Disneyland, dunque. Non è vero che non si può bere (Singapore è città ad alto tasso alcolico non solo nelle sere del weekend, e questo è visibile: le strade sono piene di bar). Non è vero che non si può fumare (sono aumentate, come da noi, le zone con divieto assoluto, ma è normale che Koolhaas se ne lamentasse nel ‘95). E il ‘non si può far l’amore’ penso si riferisse alle frequenti retate che colpivano allora i bordelli della città-stato, che oggi invece produce escort per un turismo d’élite, addensato attorno ai casinò, come ai parchi giochi per bambini e adulti bambini, e a mostre d’arte tra le più importanti al mondo, che ci fanno tappa così come i musical di Broadway.
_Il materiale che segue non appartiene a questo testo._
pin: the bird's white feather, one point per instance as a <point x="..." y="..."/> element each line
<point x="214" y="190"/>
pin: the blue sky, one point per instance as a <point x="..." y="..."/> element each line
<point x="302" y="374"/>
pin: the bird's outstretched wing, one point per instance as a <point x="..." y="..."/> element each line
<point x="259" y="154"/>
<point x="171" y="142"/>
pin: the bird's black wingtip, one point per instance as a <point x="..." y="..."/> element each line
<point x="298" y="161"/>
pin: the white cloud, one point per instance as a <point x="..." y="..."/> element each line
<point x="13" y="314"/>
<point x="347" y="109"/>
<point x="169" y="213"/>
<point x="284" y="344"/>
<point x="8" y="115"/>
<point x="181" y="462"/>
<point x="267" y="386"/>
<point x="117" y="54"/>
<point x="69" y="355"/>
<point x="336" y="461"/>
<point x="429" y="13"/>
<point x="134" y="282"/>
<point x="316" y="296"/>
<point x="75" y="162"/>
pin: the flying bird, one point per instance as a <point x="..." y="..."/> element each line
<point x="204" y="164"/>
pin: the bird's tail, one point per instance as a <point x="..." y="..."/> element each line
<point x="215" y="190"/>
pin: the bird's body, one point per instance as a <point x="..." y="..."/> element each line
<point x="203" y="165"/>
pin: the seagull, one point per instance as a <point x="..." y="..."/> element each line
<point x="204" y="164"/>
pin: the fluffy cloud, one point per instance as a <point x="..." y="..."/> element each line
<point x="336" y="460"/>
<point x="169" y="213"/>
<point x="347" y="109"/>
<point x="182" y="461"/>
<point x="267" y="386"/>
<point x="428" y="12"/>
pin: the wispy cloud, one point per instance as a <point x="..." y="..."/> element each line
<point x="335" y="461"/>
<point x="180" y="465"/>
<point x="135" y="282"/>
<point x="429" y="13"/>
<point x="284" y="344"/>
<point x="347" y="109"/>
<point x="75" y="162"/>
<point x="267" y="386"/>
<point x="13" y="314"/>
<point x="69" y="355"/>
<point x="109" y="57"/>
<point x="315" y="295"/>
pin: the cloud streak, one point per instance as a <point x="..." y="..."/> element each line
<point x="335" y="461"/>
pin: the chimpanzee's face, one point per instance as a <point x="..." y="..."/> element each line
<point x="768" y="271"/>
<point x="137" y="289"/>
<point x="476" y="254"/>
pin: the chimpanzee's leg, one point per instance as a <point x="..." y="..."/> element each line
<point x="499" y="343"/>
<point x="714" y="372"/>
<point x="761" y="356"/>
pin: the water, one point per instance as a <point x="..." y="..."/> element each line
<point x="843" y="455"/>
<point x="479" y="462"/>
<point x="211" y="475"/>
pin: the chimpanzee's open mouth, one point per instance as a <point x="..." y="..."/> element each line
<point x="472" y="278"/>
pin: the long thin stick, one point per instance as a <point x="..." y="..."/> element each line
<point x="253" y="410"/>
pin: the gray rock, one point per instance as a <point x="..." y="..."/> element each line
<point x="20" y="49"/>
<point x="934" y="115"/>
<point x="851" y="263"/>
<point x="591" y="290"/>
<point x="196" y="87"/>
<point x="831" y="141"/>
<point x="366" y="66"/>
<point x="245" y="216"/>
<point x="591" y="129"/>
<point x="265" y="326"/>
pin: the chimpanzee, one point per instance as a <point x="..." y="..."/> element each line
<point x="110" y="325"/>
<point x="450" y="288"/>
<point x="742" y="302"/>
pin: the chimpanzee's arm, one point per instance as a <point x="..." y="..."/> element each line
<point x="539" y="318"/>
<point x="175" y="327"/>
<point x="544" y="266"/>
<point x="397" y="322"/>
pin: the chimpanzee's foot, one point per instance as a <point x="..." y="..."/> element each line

Ma che importa, se il testo di Koolhaas è datato? Nel suo breve prologo d’oggi (è online sul sito di Quodlibet), dimostra come la capacità di centrare la questione, di prevedere il futuro e scandagliare il presente, vanno oltre i dettagli caduchi. Oggi che Singapore è una democrazia i cui elementi di dittatura sono in declino (l’opposizione, benché marginalizzata, ha preso più del 40% alle ultime elezioni), Koolhaas scrive:
“Songlines suggerisce che la città-stato è una sorta di laboratorio semantico dove le sconcertanti questioni che caratterizzano la nostra epoca, come la coesistenza razziale, sono state esaminate prima che divenissero enormi impasse o crisi nel nostro continente. Gli esperimenti svolti a Singapore vent’anni fa non sono così diversi da quelli nell’Europa di oggi – nella semplificazione dell’educazione, nella medicina, nelle relazioni fra etnie. Siamo meno diversi da Singapore di quanto speravamo.
Songlines è stato il mio ultimo ritratto di una città reale esistente. È stato a Singapore che, spossato dalle minuziosità della ricerca, ho sentito improvvisamente che stavo iniziando ad afferrare l’essenza non solo di quella città, ma di ogni città nuova, ed è qui che ho scritto, spinto da un impulso febbrile, la prima stesura della Città Generica, una versione un po’ camuffata, astratta e generalizzata di Songlines.
In una certa misura (Singapore) è divenuta un modello per l’ambiente che ci circonda: molti dei suoi temi, attualmente, infestano il nostro cortile di casa.”
Bellissimo. Basterebbe così, ma ci aggiungo due pendant.
La prima è l’infinita discussione via mail con un amico, un poeta editor di “Singapore Quarterly Literary Review” (rivista letteraria online), al quale avevo inviato un breve testo. Sinteticamente dicevo: poiché la vostra città-stato ci apparecchia ambientazioni che J.G.Ballard aveva previsto in molti romanzi (SuperCannes, Cocaine Nights, Condominium, tanto per citarne alcuni), e vedendo il vostro ceto medio così simile a quello dei racconti di Carver, di Cheever, quando ci darete voi, Singaporeani al centro del mondo, il nuovo Ballard, o Carver, o Cheever? Il mio amico editor non ci stava, non capiva. Diceva, noi? Che c’entriamo noi? E perché ci vedi così? Abbiamo lasciato stare, col mio pezzo.
Il secondo pendant è una proposta al vento: che bello sarebbe, una collana nella quale architetti svegli, aperti come Koolhaas, sapessero raccontarcele, queste città asiatiche in mutazione. Forse farebbero meglio dei romanzieri.